Everyone can name drop ‘Industry 4.0’ into conversations, but when it comes to putting theory into practice just what is the level of understanding among those having to move their production into the smart factory era? Bluefin Solutions’ Nick Heath provides some key practical steps to making the dream a reality.
It has been widely suggested that the fourth industrial revolution (sometimes referred to as Industry 4.0) started on or around 2010 – the confluence of fast internet connections and the widespread use of smart mobile devices and IT embracing social, mobile, analytics and cloud-based platforms.
However, while this revolution has now been rumbling for six years, there’s still a lot of uncertainty around the topic. Recently, I’ve been increasingly asked, “Can you explain what a smart factory is?” or “How do we upgrade to a smart factory?”
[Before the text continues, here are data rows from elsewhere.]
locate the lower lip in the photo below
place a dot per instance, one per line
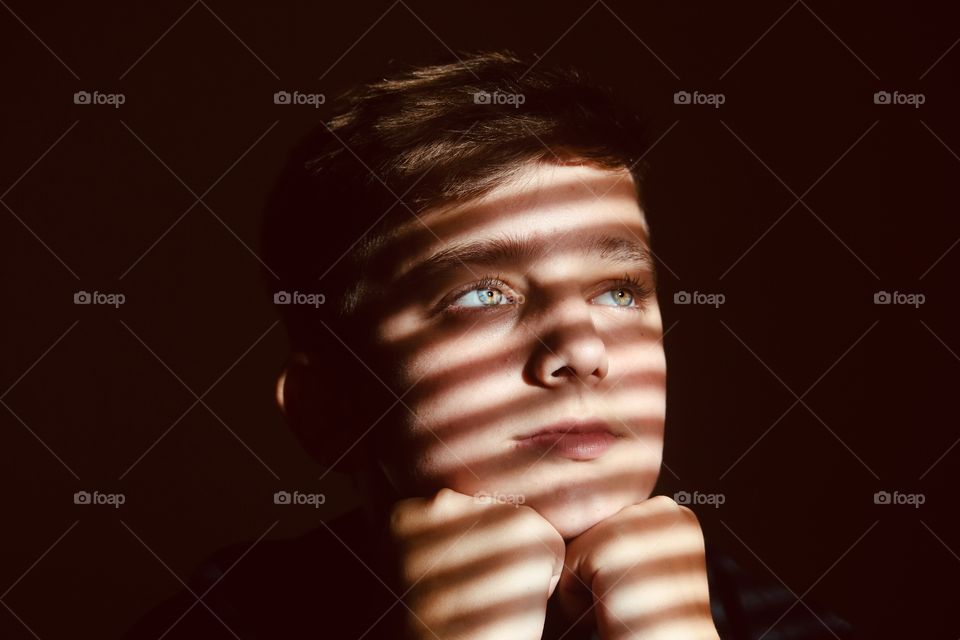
(575, 446)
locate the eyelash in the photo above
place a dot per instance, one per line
(641, 291)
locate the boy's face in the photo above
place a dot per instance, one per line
(479, 368)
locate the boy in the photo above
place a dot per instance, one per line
(489, 365)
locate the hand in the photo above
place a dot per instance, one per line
(474, 571)
(646, 568)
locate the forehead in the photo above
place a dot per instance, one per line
(551, 207)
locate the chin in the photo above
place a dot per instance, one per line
(572, 517)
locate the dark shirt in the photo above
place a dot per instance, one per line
(332, 582)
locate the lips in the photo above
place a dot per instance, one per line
(575, 440)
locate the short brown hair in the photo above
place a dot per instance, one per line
(426, 136)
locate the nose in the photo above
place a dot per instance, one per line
(567, 348)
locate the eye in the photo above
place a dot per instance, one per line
(480, 297)
(628, 292)
(486, 293)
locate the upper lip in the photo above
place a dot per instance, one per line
(588, 425)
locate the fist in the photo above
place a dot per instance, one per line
(472, 571)
(644, 569)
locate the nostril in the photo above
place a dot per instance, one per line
(564, 371)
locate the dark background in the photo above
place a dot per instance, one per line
(797, 199)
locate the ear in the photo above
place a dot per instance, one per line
(316, 406)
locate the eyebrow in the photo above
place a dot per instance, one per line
(513, 250)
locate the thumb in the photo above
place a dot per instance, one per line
(575, 597)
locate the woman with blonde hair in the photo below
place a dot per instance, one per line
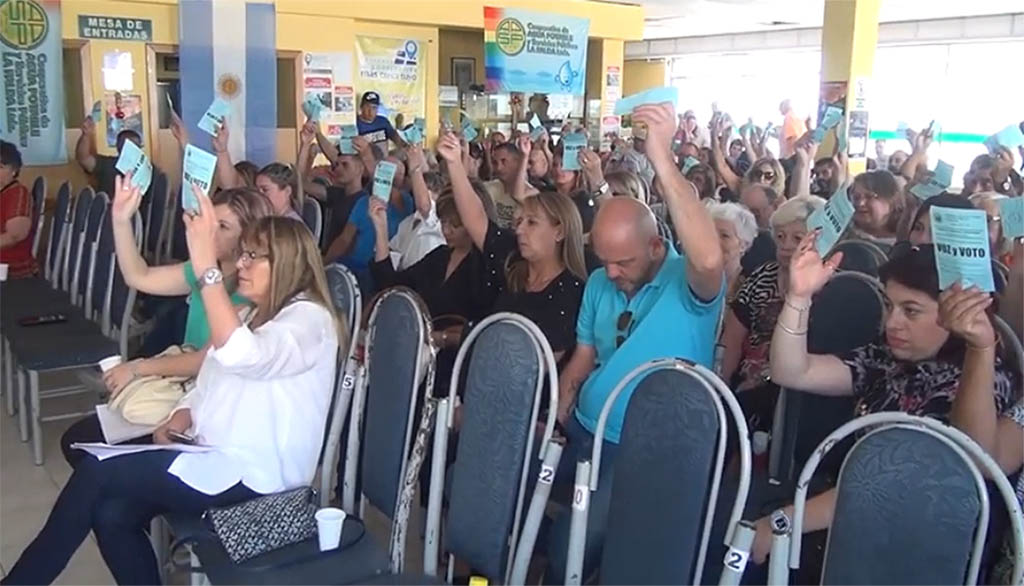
(260, 404)
(235, 211)
(539, 269)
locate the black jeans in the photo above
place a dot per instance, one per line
(116, 499)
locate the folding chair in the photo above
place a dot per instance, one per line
(667, 476)
(39, 217)
(911, 506)
(312, 215)
(848, 312)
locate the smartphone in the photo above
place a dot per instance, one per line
(179, 437)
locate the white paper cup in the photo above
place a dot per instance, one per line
(110, 362)
(329, 524)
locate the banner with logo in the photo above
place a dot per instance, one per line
(396, 70)
(31, 81)
(535, 51)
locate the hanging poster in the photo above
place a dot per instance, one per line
(32, 84)
(535, 51)
(396, 70)
(328, 79)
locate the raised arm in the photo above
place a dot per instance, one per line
(471, 211)
(705, 265)
(792, 366)
(164, 280)
(85, 149)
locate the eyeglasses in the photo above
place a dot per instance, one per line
(624, 324)
(248, 256)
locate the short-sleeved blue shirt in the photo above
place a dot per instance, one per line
(668, 321)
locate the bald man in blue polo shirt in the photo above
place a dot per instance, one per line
(647, 302)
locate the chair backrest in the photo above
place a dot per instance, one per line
(498, 416)
(312, 215)
(906, 511)
(93, 226)
(663, 479)
(38, 217)
(398, 334)
(58, 237)
(76, 238)
(848, 312)
(156, 210)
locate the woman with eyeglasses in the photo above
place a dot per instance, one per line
(260, 404)
(937, 346)
(235, 211)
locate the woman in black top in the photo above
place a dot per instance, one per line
(538, 270)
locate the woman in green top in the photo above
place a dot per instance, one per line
(236, 208)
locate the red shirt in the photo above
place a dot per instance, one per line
(15, 202)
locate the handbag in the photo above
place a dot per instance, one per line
(264, 524)
(148, 400)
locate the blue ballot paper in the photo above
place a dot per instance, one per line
(348, 131)
(833, 219)
(962, 253)
(213, 119)
(311, 108)
(689, 163)
(383, 179)
(134, 161)
(197, 168)
(830, 120)
(939, 181)
(572, 144)
(1012, 212)
(655, 95)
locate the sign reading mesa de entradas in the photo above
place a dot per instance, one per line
(115, 28)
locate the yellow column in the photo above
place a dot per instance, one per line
(849, 36)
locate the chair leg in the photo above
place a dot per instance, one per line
(23, 407)
(37, 427)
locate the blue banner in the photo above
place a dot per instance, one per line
(31, 82)
(535, 51)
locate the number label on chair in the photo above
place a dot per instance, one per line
(735, 559)
(581, 496)
(547, 474)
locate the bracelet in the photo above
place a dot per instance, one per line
(792, 332)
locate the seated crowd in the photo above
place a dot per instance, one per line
(669, 245)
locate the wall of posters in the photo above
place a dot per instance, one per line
(396, 70)
(329, 78)
(31, 83)
(535, 51)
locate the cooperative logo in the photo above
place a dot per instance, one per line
(510, 36)
(23, 24)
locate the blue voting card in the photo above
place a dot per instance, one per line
(833, 219)
(962, 252)
(213, 119)
(830, 120)
(311, 108)
(1012, 212)
(654, 95)
(134, 161)
(383, 179)
(689, 163)
(572, 144)
(197, 168)
(937, 183)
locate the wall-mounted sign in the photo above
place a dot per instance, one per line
(115, 28)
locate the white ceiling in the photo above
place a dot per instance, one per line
(667, 18)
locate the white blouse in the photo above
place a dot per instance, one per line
(262, 401)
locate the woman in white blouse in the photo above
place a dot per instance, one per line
(261, 401)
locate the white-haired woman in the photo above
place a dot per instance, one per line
(736, 229)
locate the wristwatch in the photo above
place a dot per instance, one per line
(780, 524)
(211, 276)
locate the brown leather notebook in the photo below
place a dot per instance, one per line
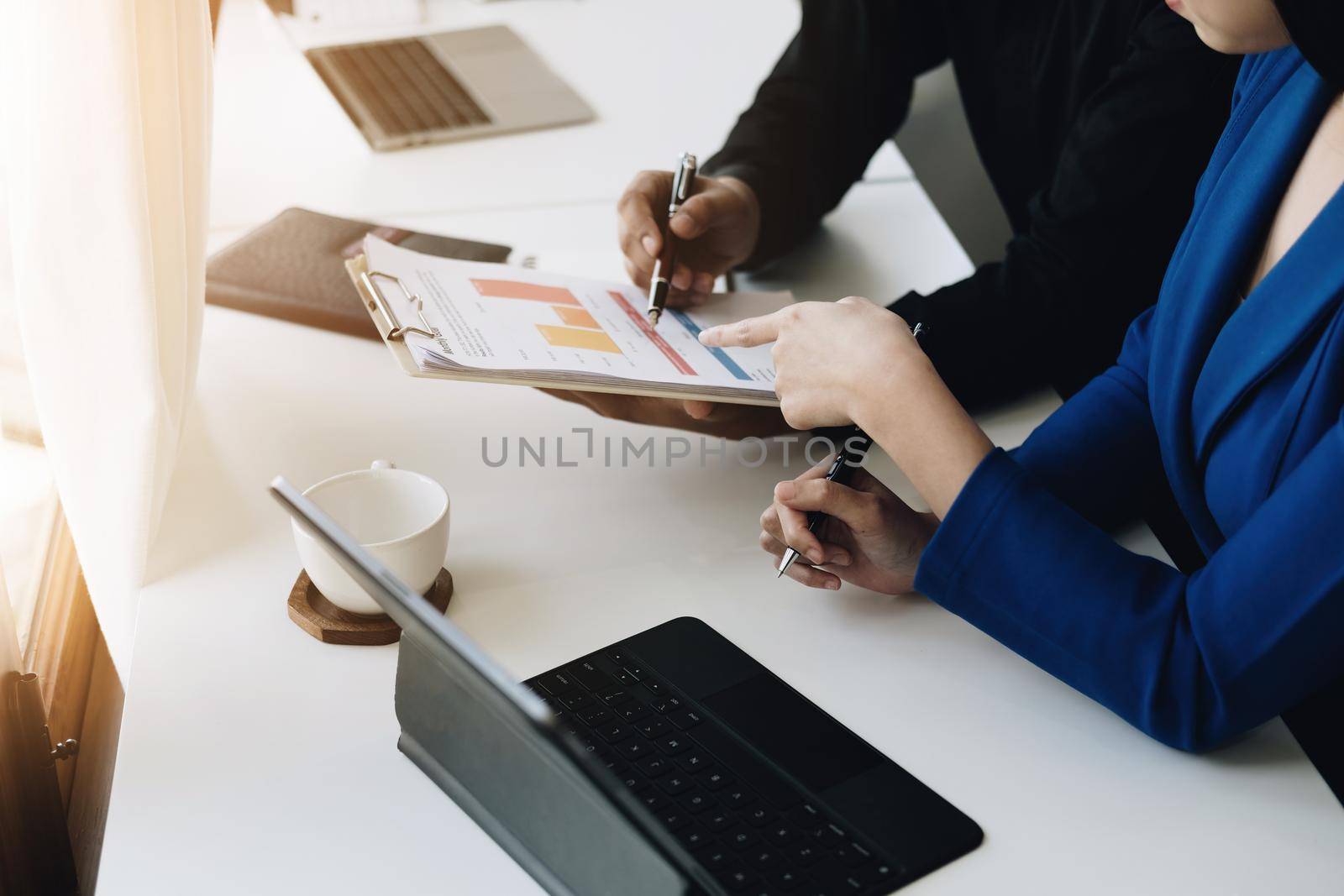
(293, 268)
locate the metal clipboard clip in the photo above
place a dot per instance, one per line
(394, 328)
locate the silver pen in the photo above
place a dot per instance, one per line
(853, 450)
(682, 183)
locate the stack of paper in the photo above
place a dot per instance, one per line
(497, 322)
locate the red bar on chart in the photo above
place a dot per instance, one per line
(530, 291)
(643, 322)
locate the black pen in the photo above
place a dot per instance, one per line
(853, 446)
(682, 183)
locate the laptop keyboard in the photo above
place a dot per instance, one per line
(402, 85)
(754, 831)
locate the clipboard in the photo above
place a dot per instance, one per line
(393, 331)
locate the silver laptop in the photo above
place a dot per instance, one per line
(454, 85)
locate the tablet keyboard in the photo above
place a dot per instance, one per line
(753, 829)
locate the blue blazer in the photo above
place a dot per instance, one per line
(1240, 407)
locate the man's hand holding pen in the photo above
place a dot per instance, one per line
(717, 228)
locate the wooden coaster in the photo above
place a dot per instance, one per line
(327, 622)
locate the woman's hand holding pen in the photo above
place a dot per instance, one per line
(853, 362)
(870, 537)
(717, 228)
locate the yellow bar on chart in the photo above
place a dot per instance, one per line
(570, 338)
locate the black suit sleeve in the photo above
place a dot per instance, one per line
(1099, 237)
(840, 89)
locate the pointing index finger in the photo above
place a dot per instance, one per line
(745, 333)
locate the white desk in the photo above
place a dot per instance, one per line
(255, 759)
(663, 76)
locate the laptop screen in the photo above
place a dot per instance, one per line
(495, 748)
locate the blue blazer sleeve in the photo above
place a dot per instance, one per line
(1100, 449)
(1189, 660)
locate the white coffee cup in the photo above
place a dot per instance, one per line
(398, 516)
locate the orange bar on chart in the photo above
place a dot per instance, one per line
(531, 291)
(575, 316)
(570, 338)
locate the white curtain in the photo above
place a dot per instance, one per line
(107, 141)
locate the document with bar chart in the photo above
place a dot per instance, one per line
(497, 322)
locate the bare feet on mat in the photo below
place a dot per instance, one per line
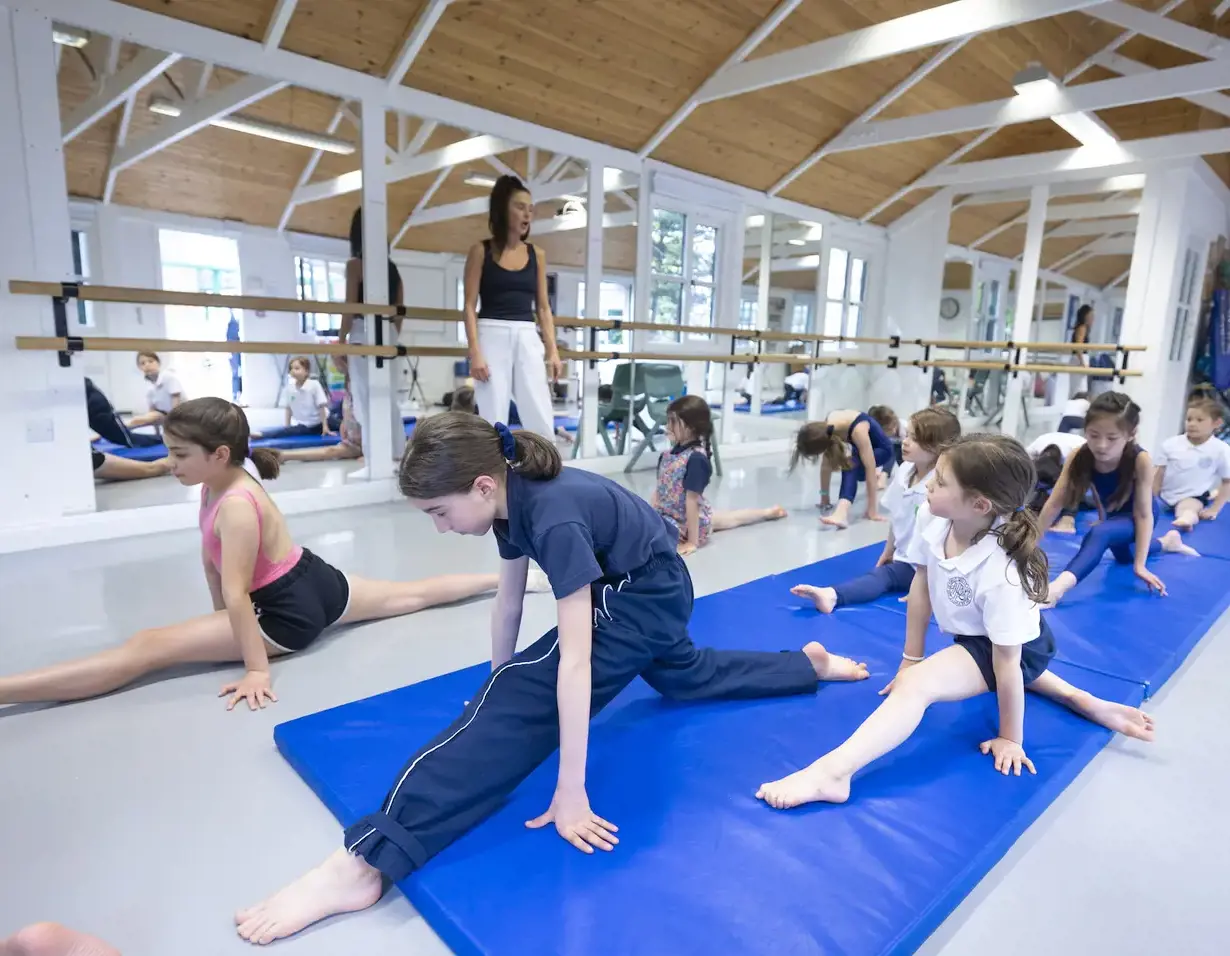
(1118, 717)
(825, 599)
(51, 939)
(813, 784)
(834, 667)
(343, 884)
(1172, 543)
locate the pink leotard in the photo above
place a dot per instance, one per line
(265, 571)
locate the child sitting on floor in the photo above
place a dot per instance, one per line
(832, 441)
(684, 473)
(929, 431)
(1191, 464)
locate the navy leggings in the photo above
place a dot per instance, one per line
(512, 724)
(893, 577)
(851, 478)
(1117, 534)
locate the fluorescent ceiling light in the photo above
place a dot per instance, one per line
(1037, 84)
(69, 36)
(240, 123)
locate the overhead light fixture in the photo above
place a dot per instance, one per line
(1036, 83)
(69, 36)
(477, 179)
(240, 123)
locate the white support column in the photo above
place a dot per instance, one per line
(378, 438)
(595, 197)
(46, 475)
(765, 278)
(1026, 293)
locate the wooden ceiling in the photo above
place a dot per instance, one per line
(614, 70)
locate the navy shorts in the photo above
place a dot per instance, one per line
(299, 605)
(1035, 656)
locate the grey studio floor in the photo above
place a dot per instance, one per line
(149, 816)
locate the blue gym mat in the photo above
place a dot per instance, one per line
(704, 868)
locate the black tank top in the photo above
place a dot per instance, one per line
(507, 294)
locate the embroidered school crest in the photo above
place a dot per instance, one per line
(960, 592)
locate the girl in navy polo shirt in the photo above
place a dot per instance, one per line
(624, 603)
(980, 570)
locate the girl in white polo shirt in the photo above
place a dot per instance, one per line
(982, 572)
(929, 431)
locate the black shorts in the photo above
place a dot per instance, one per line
(299, 605)
(1035, 656)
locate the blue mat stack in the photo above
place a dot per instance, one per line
(704, 868)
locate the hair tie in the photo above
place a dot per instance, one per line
(507, 443)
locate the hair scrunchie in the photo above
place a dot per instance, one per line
(507, 443)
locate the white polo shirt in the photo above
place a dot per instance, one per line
(976, 593)
(161, 389)
(304, 402)
(1192, 470)
(902, 502)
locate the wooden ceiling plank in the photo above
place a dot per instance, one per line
(1169, 7)
(914, 31)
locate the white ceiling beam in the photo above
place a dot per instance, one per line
(1075, 164)
(543, 193)
(144, 68)
(1112, 183)
(196, 116)
(278, 23)
(418, 33)
(1126, 67)
(310, 166)
(872, 111)
(1170, 6)
(1092, 228)
(775, 19)
(1149, 86)
(903, 35)
(406, 167)
(1160, 27)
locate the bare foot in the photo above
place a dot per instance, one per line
(825, 599)
(343, 884)
(1118, 717)
(811, 785)
(834, 667)
(51, 939)
(1172, 543)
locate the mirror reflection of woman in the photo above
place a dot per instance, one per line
(504, 290)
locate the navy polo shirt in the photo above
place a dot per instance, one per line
(581, 527)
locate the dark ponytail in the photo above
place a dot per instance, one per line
(999, 469)
(214, 423)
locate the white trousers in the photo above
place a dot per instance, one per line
(517, 358)
(359, 370)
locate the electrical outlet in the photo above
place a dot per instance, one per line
(39, 430)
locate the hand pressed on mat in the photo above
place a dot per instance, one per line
(577, 823)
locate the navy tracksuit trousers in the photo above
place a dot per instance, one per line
(512, 725)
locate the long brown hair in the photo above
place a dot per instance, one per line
(450, 450)
(1126, 416)
(817, 439)
(215, 423)
(1000, 470)
(694, 412)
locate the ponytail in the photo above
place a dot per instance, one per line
(268, 463)
(1020, 535)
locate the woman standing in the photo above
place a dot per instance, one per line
(504, 288)
(353, 331)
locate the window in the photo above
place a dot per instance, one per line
(80, 273)
(684, 271)
(844, 295)
(320, 279)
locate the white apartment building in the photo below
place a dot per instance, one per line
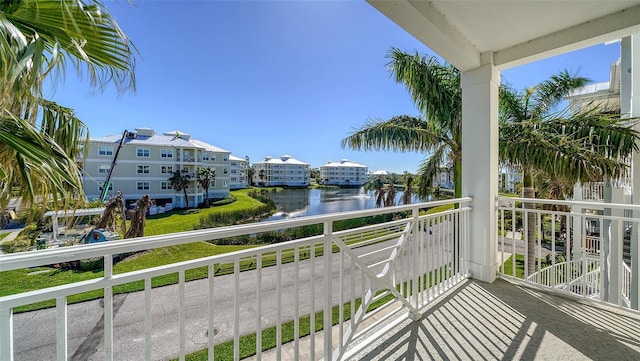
(238, 172)
(344, 173)
(284, 171)
(147, 160)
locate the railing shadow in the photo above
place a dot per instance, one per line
(501, 321)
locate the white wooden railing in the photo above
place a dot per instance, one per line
(386, 272)
(568, 258)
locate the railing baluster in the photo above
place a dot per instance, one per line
(341, 300)
(6, 334)
(353, 291)
(278, 305)
(211, 314)
(108, 309)
(296, 315)
(328, 232)
(61, 328)
(236, 309)
(312, 296)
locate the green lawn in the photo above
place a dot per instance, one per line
(18, 281)
(508, 266)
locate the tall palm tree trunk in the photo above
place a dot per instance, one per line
(528, 192)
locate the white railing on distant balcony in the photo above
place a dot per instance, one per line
(626, 285)
(379, 274)
(593, 191)
(569, 258)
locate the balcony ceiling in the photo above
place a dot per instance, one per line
(470, 33)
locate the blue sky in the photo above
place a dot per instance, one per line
(267, 78)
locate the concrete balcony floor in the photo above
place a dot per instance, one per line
(503, 321)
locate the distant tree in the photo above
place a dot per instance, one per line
(408, 188)
(180, 182)
(390, 199)
(435, 90)
(376, 184)
(206, 177)
(40, 139)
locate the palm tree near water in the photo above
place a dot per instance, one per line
(206, 177)
(180, 182)
(39, 139)
(584, 147)
(435, 90)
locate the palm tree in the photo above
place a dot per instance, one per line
(206, 177)
(408, 188)
(376, 184)
(39, 139)
(587, 146)
(435, 90)
(180, 182)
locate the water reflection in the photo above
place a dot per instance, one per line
(310, 202)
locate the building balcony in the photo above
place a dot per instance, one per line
(397, 288)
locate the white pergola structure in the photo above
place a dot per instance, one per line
(481, 38)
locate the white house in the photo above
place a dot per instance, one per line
(147, 160)
(284, 171)
(238, 172)
(344, 173)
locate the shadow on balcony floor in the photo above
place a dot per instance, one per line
(502, 321)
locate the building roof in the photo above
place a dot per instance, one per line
(284, 159)
(469, 34)
(233, 157)
(146, 136)
(344, 163)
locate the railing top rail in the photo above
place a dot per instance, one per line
(72, 253)
(583, 204)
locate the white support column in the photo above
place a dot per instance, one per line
(577, 220)
(630, 103)
(480, 165)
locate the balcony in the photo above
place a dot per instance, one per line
(399, 287)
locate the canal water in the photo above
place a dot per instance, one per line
(310, 202)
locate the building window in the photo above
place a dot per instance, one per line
(166, 153)
(105, 150)
(104, 168)
(142, 152)
(142, 186)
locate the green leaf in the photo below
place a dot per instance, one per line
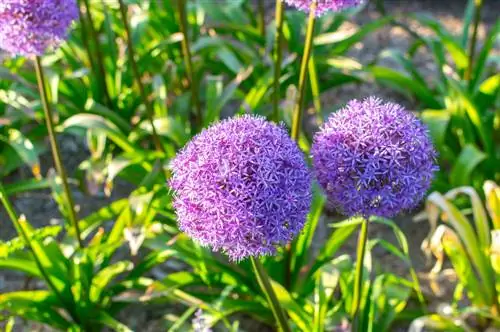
(404, 83)
(301, 247)
(437, 121)
(24, 148)
(106, 320)
(102, 279)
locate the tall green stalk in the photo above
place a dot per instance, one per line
(137, 75)
(478, 4)
(17, 222)
(196, 117)
(265, 285)
(278, 55)
(297, 111)
(358, 277)
(99, 72)
(49, 121)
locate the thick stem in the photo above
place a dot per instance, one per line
(472, 47)
(22, 233)
(278, 55)
(55, 149)
(135, 71)
(297, 111)
(196, 117)
(358, 277)
(265, 285)
(99, 72)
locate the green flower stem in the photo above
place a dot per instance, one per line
(196, 117)
(55, 149)
(22, 233)
(265, 285)
(358, 278)
(101, 72)
(297, 111)
(478, 4)
(135, 71)
(262, 18)
(278, 55)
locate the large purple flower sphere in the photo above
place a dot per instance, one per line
(373, 158)
(242, 187)
(30, 27)
(324, 6)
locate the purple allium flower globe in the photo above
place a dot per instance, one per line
(373, 158)
(30, 27)
(324, 5)
(242, 187)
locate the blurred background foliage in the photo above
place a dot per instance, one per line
(136, 257)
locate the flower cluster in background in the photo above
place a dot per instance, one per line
(30, 27)
(374, 158)
(242, 186)
(324, 6)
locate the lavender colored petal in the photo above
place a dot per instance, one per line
(31, 27)
(324, 6)
(241, 187)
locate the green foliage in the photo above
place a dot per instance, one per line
(460, 99)
(127, 241)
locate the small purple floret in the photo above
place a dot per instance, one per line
(324, 5)
(30, 27)
(241, 187)
(373, 158)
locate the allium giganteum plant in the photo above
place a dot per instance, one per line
(242, 186)
(239, 203)
(30, 27)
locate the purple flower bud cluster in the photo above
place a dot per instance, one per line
(324, 6)
(30, 27)
(373, 158)
(242, 187)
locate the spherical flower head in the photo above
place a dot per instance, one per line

It’s not my intention to define ‘smart factory’ here; just use Google for that – it takes less than two minutes! What I will provide though, are some practical steps to start the journey to Industry 4.0.
How do I start my smart factory journey?
Think beyond today
Production personnel often rely on automation control systems to streamline and control discrete production processes. To drive real change and deliver reduced costs and increased competitiveness requires a change of mind-set from not just the shop floor, but right across the business.
There’s a need to think in terms of broader ‘ideal world’ scenarios and ensure ideas aren’t dismissed until weighted and measured initiatives are brought together to visualise the broader, long-term roadmap. Identifying key stakeholders and systematically collecting as many ‘Wouldn’t it be great if I could…’ statements as possible is vital to ensuring true potential is realised.
Look at existing IT assets
Understanding what the wider IT landscape looks like away from shop floor systems has the potential to significantly reduce project costs. Existing license deals are often so good that software savings of up to 80% are possible.
Aside from core ERP systems, there will be existing applications that can be leveraged, such as analytics platforms, enterprise performance tools and mobile-ready user interfaces. Don’t just limit this to internal systems; consider sister factories and third parties such as suppliers, maintenance providers, innovation partners and regulatory bodies.
Collaborate with IT
Build a partnership with IT based on access to data and information. There should be no need for costly and complex changes to core back office systems and processes. An effective smart factory initiative is usually agile, real time, cloud-based and accessed by multiple channels and device types.
Team up with the right partner
Find partners that understand your applications, best practices and standards, such as ISA95, necessary for effective and robust integration. They should be keen to explore the, ‘Wouldn’t it be great if I could…’ scenarios and be able to offer insight from existing case studies, solution mock-ups and proofs of concept.
Explore beneficial internal relationships
Seek out and develop other high-value internal business partnerships with sales, marketing, customer service, procurement and distribution. Production data in widely accessible systems is often the key enabler in the wider push for ‘top floor’ driven smart factory transformation activities.
Perhaps the most important piece of advice is to stop talking about Industry 4.0-connected “smart factories”, and start creating one. You don’t have to make huge changes all at once – ‘Think big. Start small. Act fast!’